The Islamic Emirate of Afghanistan called on the United Nations and other human rights bodies, saying that “if they genuinely believe in their stated values, they must prevent the ongoing brutalities by adopting an honest, transparent & just position vis-a-vis crimes against humanity carried out by the zionists against the people of Gaza," the statement read, referring to Jews who seek to regain and retain their biblical homeland.

It also asked Arab and Islamic countries “to respond to the cries of the oppressed Muslims of Gaza, & to fulfill their religious & human responsibility through effective & meaningful positions & steps.”

The Taliban-led administration seized power in 2021, and since then the U.N. and other human rights groups have blamed it for human rights violations.

In September, the U.N. said it documented more than 1,600 cases of human rights violations committed by authorities in Afghanistan during arrests and detentions of people. At the time, it urged the Taliban government to stop torture and protect the rights of detainees. The report by the mission’s Human Rights Service covered 19 months — from January 2022 until the end of July 2023 — with cases documented across 29 of Afghanistan’s 34 provinces.
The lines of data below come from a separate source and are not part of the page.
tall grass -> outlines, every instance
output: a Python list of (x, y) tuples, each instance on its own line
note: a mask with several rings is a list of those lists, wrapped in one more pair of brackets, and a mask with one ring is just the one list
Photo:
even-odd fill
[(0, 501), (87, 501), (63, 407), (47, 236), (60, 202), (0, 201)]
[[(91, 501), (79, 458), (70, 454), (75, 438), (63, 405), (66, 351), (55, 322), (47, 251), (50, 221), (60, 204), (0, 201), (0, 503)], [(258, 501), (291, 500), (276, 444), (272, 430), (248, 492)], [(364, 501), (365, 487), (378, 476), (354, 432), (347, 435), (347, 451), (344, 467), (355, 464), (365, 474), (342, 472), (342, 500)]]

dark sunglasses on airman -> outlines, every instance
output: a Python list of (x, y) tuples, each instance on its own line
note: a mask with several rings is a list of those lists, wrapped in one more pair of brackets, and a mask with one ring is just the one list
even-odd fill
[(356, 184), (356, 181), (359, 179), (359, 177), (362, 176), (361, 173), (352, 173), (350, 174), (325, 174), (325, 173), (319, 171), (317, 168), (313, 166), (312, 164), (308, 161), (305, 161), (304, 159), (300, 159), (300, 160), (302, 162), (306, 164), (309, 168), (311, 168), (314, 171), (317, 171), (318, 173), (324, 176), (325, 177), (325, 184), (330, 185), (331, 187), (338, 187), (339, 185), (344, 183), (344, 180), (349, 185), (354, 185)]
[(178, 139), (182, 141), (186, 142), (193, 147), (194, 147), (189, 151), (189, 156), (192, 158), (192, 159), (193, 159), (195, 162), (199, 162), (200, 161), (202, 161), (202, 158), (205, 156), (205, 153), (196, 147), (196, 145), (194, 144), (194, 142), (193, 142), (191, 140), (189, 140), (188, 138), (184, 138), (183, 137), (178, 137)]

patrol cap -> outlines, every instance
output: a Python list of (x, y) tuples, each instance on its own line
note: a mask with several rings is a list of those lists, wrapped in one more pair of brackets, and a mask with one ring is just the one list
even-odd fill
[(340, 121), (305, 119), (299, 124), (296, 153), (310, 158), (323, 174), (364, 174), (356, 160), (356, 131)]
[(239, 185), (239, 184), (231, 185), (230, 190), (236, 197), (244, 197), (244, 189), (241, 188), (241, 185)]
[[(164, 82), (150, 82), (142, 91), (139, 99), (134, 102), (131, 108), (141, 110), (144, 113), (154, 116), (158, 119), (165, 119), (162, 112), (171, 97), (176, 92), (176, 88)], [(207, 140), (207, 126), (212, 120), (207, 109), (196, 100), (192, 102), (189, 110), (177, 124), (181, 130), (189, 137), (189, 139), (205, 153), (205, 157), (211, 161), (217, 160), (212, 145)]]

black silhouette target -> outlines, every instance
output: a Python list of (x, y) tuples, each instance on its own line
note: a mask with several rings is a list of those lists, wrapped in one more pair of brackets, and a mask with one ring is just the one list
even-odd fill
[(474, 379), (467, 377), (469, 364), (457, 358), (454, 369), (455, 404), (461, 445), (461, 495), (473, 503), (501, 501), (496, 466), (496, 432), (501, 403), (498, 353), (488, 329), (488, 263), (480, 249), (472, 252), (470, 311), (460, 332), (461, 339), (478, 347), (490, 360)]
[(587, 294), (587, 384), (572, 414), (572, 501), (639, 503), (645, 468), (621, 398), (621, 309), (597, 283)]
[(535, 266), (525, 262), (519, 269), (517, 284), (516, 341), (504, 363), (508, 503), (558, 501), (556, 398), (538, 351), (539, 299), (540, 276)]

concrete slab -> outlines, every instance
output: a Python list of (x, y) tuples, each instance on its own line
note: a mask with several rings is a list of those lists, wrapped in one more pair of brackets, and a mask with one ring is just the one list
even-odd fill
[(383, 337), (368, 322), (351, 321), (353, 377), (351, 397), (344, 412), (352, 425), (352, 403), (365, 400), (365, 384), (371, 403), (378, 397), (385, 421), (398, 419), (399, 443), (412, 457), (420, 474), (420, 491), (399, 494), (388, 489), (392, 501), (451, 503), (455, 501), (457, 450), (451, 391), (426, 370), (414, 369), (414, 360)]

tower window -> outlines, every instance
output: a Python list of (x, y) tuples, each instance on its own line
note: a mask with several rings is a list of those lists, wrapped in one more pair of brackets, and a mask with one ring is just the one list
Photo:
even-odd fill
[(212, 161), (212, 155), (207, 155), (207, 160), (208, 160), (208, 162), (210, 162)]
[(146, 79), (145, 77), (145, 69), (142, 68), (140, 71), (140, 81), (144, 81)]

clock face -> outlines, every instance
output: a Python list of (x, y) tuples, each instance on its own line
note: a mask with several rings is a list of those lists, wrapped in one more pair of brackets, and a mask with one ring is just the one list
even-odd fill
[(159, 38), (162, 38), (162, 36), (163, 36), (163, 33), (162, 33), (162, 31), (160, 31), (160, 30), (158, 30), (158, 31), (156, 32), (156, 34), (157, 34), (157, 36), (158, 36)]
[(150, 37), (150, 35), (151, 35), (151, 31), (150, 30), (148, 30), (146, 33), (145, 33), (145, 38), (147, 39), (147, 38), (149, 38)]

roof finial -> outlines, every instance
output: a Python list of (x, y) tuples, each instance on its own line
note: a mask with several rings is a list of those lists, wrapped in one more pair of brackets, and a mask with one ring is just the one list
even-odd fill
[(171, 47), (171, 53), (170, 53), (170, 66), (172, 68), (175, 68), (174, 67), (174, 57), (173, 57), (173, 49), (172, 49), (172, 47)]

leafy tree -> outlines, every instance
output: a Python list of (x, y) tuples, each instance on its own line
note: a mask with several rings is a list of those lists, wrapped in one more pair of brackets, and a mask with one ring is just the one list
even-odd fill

It said 11% of the cases involved women.

SEVERAL ISRAELI AIRSTRIKES HIT NEAR DAMASCUS, SYRIA'S STATE NEWS AGENCY SAYS

DAMASCUS, Syria — Syria’s state news agency says Israel’s military has carried out strikes that hit several posts near the capital, Damascus, causing material damage but no casualties.

SANA quoted an unnamed military official as saying that Syrian air defenses shot down most of the missiles before they reached their targets early Friday.

There has been no confirmation from the Israeli military.

In the weeks since the latest war between Israel and Hamas broke out, Syria reported Israeli airstrikes that hit the international airports in Damascus and the northern city of Aleppo, damaging their runways and putting them out of service.

Israel has carried out hundreds of strikes on targets inside government-controlled parts of Syria in recent years, including attacks on the Damascus and Aleppo airports, but rarely acknowledges or discusses the operations.